Thursday, January 07, 2016

The Nuance of Gun Control



I’ve written numerous times about my disability. Some have encouraged me to be less open about it, some have applauded my courage. I’m often ambivalent upon which side to favor. Plainly put, I have bipolar disorder, draw a small monthly payment, and above all, have guaranteed government health insurance. As I read the legal language of President Obama’s executive order, it appears to me that everyone on federal Social Security disability for mental illness will be flagged as potentially dangerous. We are not the same, but to the unknowing, it is easy to stigmatize.

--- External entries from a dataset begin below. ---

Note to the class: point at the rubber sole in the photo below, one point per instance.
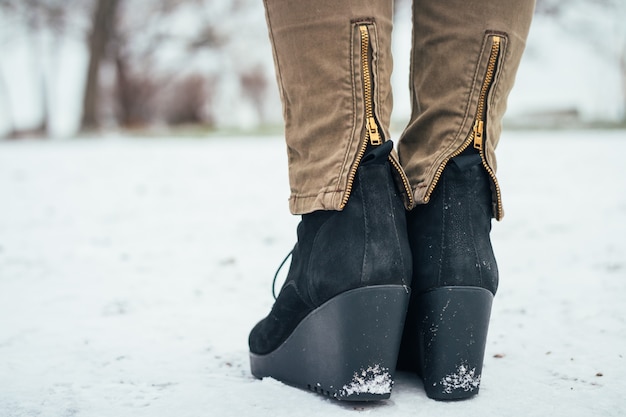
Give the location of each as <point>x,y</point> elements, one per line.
<point>345,349</point>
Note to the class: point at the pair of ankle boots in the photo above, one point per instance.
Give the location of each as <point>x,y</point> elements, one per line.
<point>372,289</point>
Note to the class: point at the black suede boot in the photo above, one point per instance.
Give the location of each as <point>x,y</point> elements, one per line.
<point>336,325</point>
<point>454,279</point>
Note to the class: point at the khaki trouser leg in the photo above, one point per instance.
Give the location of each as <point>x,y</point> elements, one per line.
<point>456,43</point>
<point>317,54</point>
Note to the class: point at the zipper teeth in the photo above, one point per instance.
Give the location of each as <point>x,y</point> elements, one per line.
<point>367,85</point>
<point>405,180</point>
<point>367,79</point>
<point>493,58</point>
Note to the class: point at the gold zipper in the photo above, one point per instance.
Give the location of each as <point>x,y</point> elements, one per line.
<point>476,136</point>
<point>373,134</point>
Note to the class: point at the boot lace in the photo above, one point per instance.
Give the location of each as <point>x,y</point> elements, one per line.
<point>277,272</point>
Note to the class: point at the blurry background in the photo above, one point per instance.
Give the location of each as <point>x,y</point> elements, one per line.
<point>73,66</point>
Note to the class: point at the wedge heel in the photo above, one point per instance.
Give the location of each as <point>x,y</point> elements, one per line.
<point>346,349</point>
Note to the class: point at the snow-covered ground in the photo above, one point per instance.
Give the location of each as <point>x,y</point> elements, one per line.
<point>131,271</point>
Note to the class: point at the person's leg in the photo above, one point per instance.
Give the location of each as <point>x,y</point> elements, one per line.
<point>336,324</point>
<point>464,60</point>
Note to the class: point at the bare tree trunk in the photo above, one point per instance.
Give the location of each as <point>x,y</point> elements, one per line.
<point>103,27</point>
<point>622,65</point>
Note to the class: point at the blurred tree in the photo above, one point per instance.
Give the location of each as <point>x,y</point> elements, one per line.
<point>45,22</point>
<point>597,22</point>
<point>102,32</point>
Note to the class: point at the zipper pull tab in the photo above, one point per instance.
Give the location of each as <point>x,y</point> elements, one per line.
<point>478,134</point>
<point>372,129</point>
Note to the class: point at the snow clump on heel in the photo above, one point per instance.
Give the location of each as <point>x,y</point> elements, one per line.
<point>373,380</point>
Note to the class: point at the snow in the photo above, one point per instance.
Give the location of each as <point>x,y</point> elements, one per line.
<point>131,271</point>
<point>373,380</point>
<point>463,379</point>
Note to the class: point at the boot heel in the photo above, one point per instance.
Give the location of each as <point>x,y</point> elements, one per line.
<point>347,348</point>
<point>452,332</point>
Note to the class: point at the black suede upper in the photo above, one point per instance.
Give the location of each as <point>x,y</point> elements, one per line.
<point>450,235</point>
<point>365,244</point>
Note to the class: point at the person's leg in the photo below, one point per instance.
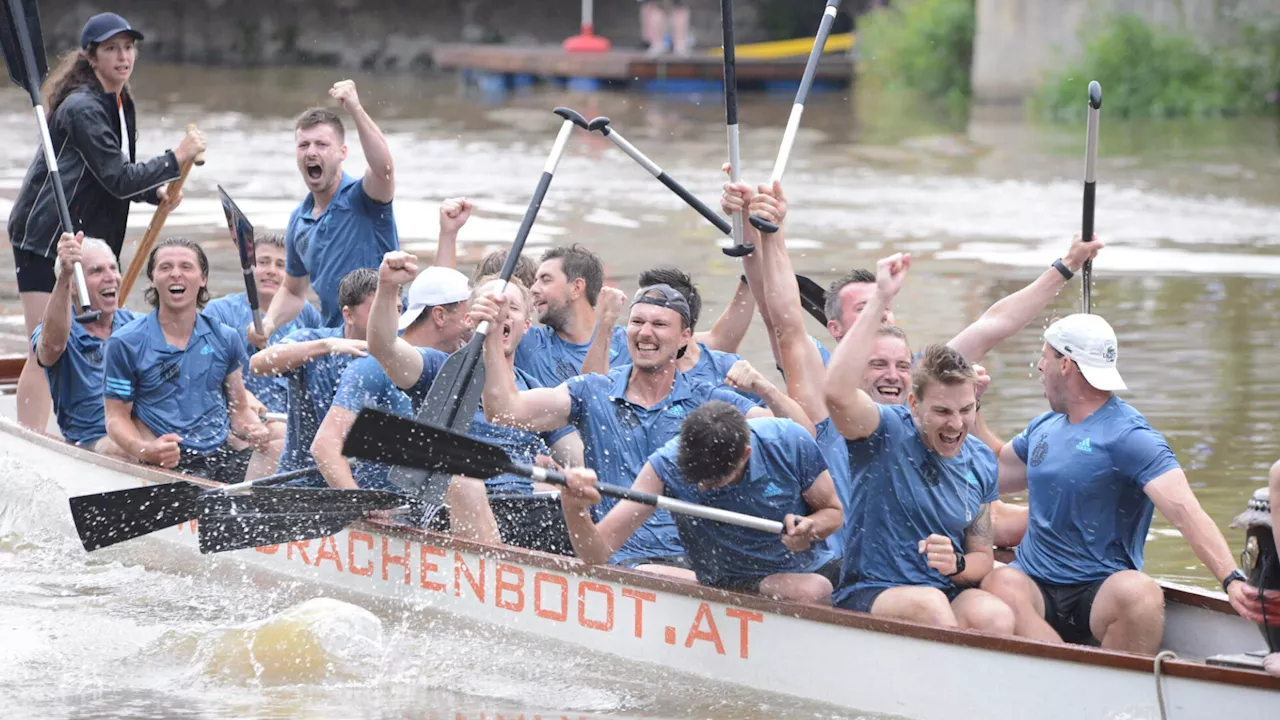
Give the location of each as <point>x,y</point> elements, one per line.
<point>924,605</point>
<point>1025,600</point>
<point>33,400</point>
<point>809,588</point>
<point>1128,613</point>
<point>984,613</point>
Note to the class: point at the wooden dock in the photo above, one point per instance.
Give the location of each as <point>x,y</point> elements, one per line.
<point>552,63</point>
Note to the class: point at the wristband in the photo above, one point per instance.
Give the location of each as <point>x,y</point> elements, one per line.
<point>1061,268</point>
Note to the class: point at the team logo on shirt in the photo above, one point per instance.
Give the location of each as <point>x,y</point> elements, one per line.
<point>1040,452</point>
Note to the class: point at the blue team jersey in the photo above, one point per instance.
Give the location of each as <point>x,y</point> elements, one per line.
<point>233,311</point>
<point>76,381</point>
<point>618,437</point>
<point>353,232</point>
<point>1088,510</point>
<point>552,360</point>
<point>365,384</point>
<point>176,390</point>
<point>310,390</point>
<point>904,492</point>
<point>785,461</point>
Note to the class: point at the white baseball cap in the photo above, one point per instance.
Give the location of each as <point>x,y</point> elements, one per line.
<point>434,286</point>
<point>1092,343</point>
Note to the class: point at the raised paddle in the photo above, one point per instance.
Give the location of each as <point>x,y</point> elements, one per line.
<point>735,160</point>
<point>1091,162</point>
<point>242,235</point>
<point>24,54</point>
<point>391,438</point>
<point>789,136</point>
<point>455,396</point>
<point>156,224</point>
<point>712,217</point>
<point>108,518</point>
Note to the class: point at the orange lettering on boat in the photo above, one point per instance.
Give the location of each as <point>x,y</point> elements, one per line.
<point>745,616</point>
<point>302,551</point>
<point>711,633</point>
<point>460,568</point>
<point>501,587</point>
<point>352,566</point>
<point>640,597</point>
<point>391,559</point>
<point>585,587</point>
<point>329,551</point>
<point>428,568</point>
<point>558,615</point>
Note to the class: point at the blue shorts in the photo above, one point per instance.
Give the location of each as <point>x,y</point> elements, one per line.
<point>864,596</point>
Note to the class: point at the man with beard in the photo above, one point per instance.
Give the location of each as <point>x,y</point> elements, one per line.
<point>174,386</point>
<point>566,291</point>
<point>71,352</point>
<point>311,361</point>
<point>920,495</point>
<point>344,223</point>
<point>1095,470</point>
<point>629,414</point>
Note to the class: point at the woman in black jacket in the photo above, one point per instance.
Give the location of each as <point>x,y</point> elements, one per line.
<point>92,124</point>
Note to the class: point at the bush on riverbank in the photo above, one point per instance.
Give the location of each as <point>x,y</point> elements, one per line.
<point>920,45</point>
<point>1153,73</point>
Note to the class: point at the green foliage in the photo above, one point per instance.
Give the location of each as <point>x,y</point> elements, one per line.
<point>1148,72</point>
<point>920,45</point>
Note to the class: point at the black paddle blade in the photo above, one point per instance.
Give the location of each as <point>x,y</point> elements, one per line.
<point>813,299</point>
<point>400,441</point>
<point>109,518</point>
<point>224,533</point>
<point>280,501</point>
<point>18,16</point>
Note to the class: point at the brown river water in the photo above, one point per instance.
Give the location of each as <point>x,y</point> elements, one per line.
<point>1191,279</point>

What has been put in force overreaches a little, but not in the way conservative commentators have said. It effectively disqualifies me from purchasing a sawed-off shotgun or a semi-automatic weapon, not that I ever would. It, in fact, disqualifies me from owning any gun. I believe in gun control, but to treat all people with mental illness the same is not fair. Most of us are not violent and will never be violent. Our own worst enemy is usually ourselves, and those of us who grab deadly weapons to address invisible grievances are in the minority.

Former U.S. Representative Patrick Kennedy has spoken about his own bipolar disorder and history of addiction. Occasionally erratic behavior aside, when he stepped down from the House, a prominent voice for our cause was lost. I wonder how he feels about being summarily disqualified in a very different way based on the worst fears of society. Before I stoke the fires of righteous indignation, the oldest trope in the book, I want to entertain a very different reality. It is not a stretch to go a step further. Effectively, everyone who has mental illness is now prohibited for owning and possessing any gun or guns. They are now treated like convicted felons, who lose their right to gun ownership and to vote upon conviction.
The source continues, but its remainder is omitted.